"Sailors plan for safety. For escape. For survival. Sailors rely on plans, on strategies that have worked before. Trust me, most mariners are conservative. We stick to the tried and true." Randall Peffer, "Listen to the Dead"

Sunday, September 12, 2021

On Death's' Door

      I don't mean to scare anybody with the title. It's  just that we spent a week in Door County, Wisconsin. The county is named after the treacherous passage around the northern tip of the peninsula called Porte de Morts. 

Overlooking Green Bay

     The name refers back to a deadly raid in the 1600s by a group of Native Americans against a rival tribe. But later the name proved providential for Europeans since the passage became the site of scores of deadly shipwrecks suffered by French explorers and others who dared make the turn around the northern tip of the peninsula into the safety of Green Bay.

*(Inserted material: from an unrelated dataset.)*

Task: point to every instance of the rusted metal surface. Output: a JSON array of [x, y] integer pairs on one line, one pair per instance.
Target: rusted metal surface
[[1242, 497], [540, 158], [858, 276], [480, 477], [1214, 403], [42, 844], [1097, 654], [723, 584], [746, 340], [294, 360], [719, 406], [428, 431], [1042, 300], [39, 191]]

Fish Creek has a fairly large marina

     We were there as part of our trip to see my daughter and granddaughter, who live in Madison, and who were able to join us for a week of vacation. We were also attracted to the area because it's been called the Cape Cod of the Midwest. We love Cape Cod. So we figured we would love Door County.

We asked:  this boat came up the Hudson River and across the Erie Canal

     There are some similarities. Cape Cod is a peninsula east of Boston. Door County is a peninsula east of Green Bay. Both have modest populations in the winter, but are flooded with vacationers in the summer. A lot of people own second homes. We know a few New Yorkers who have vacation homes on Cape Cod, along with people from Connecticut and the Boston area.

Street in Fish Creek

     Cape Cod also has its share of retirees, including some friends who live in Falmouth. B and I even considered retiring to Cape Cod. But we finally decided that the winters are to long . . . which is what we hear about Door County as well.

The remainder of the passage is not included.